Prove $g(x)$ is irreducible over $F$.

Question

Let $F$ be a field and let $f(x)$ be a polynomial of degree $n \geq 1$ in $F[x]$. Let $g(x) = f\big(\frac{1}{x}\big)x^n$.
Assume $f(0) \neq 0$. Prove that $f(x)$ is irreducible over $F$ if and only if $g(x)$ is irreducible over $F$.

$\mathbf{My~Attempt:}$
Prove of if:
Assume that $f(x)$ is irreducible over $F$, WTP: $g(x)$ is irreducible over $F$.
First, notice that $F[x] = \{ a_n x^n + a_{n-1} x^{n-1} + \cdots + a_1 x + a_0 ~|~ a_i \in F \text{ and for some } n \in \mathbb{N} \cup \{ 0 \} \}$.
Since, we let $f(x)$ be a polynomial of degree $n \geq 1$ in $F[x]$.
Then, $f(x) = b_n x^n + b_{n-1} x^{n-1} + \cdots + b_1 x + b_0$, for each constant coefficient $b_i \in F$.
Since, we assumed that $f(x)$ is irreducible over $F$ and we know that $f(0) \neq 0$.
Then, by defintion of irreducible, if $f(x) = h(x)j(x)$ with $h(x), j(x) \in F[x]$, then $h(x)$ or $j(x)$ is a unit in $F[x]$.

Now I don't know how to prove that $g(x) = f\big(\frac{1}{x}\big)x^n = b_n + b_{n-1} x + \cdots + b_1 x^{n-1} + b_0 x^n$ whhere $g(x) \in F[x]$ is irreducible.
Also, I have no idea only how to prove the only if which assume $g(x)$ is irreducible over $F$ and prove $f(x)$ is irreducible over $F$.

Answer 1

Suppose $g$ is reducible, let $g=h_1\cdot h_2$, with $n_1=\deg h_1$, $n_2=\deg h_2$. Then $$\left(x^{n_1}h_1(1/x)\right)\cdot\left(x^{n_2}h_2(1/x)\right)=x^ng(1/x)=f(x),$$ so $f$ is reducible.

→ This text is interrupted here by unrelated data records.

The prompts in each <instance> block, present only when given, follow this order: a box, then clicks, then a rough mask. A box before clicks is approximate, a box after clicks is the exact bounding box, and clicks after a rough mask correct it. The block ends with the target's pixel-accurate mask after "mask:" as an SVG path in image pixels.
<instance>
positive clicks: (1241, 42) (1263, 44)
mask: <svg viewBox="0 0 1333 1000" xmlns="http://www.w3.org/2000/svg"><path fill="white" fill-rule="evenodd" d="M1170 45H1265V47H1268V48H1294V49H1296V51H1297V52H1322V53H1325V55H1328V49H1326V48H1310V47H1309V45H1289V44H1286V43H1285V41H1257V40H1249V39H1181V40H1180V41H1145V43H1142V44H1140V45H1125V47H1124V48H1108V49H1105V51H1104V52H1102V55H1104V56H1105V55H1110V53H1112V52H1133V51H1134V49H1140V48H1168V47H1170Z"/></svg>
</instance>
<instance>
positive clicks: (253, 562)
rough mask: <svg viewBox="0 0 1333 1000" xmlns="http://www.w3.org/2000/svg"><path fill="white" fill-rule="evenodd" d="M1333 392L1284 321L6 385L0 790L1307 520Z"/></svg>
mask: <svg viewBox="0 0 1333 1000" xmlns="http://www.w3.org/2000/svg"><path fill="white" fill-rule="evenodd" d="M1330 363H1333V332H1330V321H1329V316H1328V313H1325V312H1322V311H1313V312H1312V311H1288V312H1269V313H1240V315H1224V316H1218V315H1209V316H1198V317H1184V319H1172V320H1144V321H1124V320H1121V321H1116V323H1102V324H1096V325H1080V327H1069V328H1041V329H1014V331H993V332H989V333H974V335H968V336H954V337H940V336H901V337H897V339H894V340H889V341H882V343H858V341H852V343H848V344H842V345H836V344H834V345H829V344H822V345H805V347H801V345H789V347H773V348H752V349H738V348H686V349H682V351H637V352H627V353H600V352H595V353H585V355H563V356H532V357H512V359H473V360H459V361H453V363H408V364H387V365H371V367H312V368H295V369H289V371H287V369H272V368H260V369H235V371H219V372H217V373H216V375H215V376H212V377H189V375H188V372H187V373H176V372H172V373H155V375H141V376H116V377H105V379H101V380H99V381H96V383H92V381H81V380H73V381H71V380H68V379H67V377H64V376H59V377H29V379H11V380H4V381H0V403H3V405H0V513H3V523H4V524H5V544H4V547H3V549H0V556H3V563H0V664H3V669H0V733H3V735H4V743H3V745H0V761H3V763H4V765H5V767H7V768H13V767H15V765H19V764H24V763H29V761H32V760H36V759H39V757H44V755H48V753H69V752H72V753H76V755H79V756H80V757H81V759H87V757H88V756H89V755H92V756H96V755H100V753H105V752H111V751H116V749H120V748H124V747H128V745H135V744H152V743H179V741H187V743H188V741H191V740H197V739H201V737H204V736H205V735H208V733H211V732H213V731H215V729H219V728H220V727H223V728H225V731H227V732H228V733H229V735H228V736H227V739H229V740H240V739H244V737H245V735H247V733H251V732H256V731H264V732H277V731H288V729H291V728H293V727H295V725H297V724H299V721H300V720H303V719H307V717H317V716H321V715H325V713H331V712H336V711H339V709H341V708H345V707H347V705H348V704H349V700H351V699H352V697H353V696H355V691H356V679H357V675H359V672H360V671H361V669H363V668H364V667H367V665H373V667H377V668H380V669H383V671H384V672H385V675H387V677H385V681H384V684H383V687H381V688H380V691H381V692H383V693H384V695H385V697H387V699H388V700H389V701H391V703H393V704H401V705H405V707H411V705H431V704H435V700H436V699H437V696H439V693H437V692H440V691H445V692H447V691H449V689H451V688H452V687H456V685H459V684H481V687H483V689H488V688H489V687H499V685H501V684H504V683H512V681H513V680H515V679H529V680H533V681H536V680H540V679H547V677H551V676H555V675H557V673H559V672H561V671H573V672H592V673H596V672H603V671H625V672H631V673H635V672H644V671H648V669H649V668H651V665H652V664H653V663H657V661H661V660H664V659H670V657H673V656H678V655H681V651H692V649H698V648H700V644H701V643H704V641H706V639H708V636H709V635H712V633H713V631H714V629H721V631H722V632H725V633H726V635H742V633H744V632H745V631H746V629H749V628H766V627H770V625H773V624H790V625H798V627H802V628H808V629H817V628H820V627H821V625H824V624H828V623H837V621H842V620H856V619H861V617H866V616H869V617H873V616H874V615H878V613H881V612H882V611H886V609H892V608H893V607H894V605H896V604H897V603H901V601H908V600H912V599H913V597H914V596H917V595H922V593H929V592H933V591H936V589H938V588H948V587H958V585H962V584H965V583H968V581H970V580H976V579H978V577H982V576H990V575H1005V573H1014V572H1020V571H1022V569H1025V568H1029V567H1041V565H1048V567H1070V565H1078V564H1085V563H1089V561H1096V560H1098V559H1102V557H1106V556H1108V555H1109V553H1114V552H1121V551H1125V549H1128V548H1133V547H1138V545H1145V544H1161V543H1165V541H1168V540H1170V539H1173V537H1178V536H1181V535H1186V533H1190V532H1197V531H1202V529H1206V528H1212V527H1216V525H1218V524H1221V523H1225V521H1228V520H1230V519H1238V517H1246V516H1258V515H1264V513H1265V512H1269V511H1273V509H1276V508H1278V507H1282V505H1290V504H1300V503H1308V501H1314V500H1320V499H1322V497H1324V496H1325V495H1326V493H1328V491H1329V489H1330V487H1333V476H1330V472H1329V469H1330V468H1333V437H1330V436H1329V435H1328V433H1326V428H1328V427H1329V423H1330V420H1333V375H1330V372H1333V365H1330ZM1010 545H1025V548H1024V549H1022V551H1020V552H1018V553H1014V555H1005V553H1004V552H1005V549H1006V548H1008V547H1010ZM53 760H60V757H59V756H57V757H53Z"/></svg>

Hence $f$ irreducible $\implies$ $g$ irreducible.

You can then basically run this argument in reverse.

Answer 2

If $f$ is reducible, then $f(x)=q_1(x)q_2(x)$ and so $g(x)=q_1(\frac{1}{x})q_2(\frac{1}{x})x^n$. But $n=\deg(q_1)+\deg(q_2)$, and so $$g(x)=x^{\deg(q_1)}q_1(\frac{1}{x})x^{\deg(q_2)}q_2(\frac{1}{x})$$

where $x^{\deg(q_1)}q_1(\frac{1}{x})$ is a polynomial. This tells us that $g(x)$ is reducible. This should show you the "only if" part.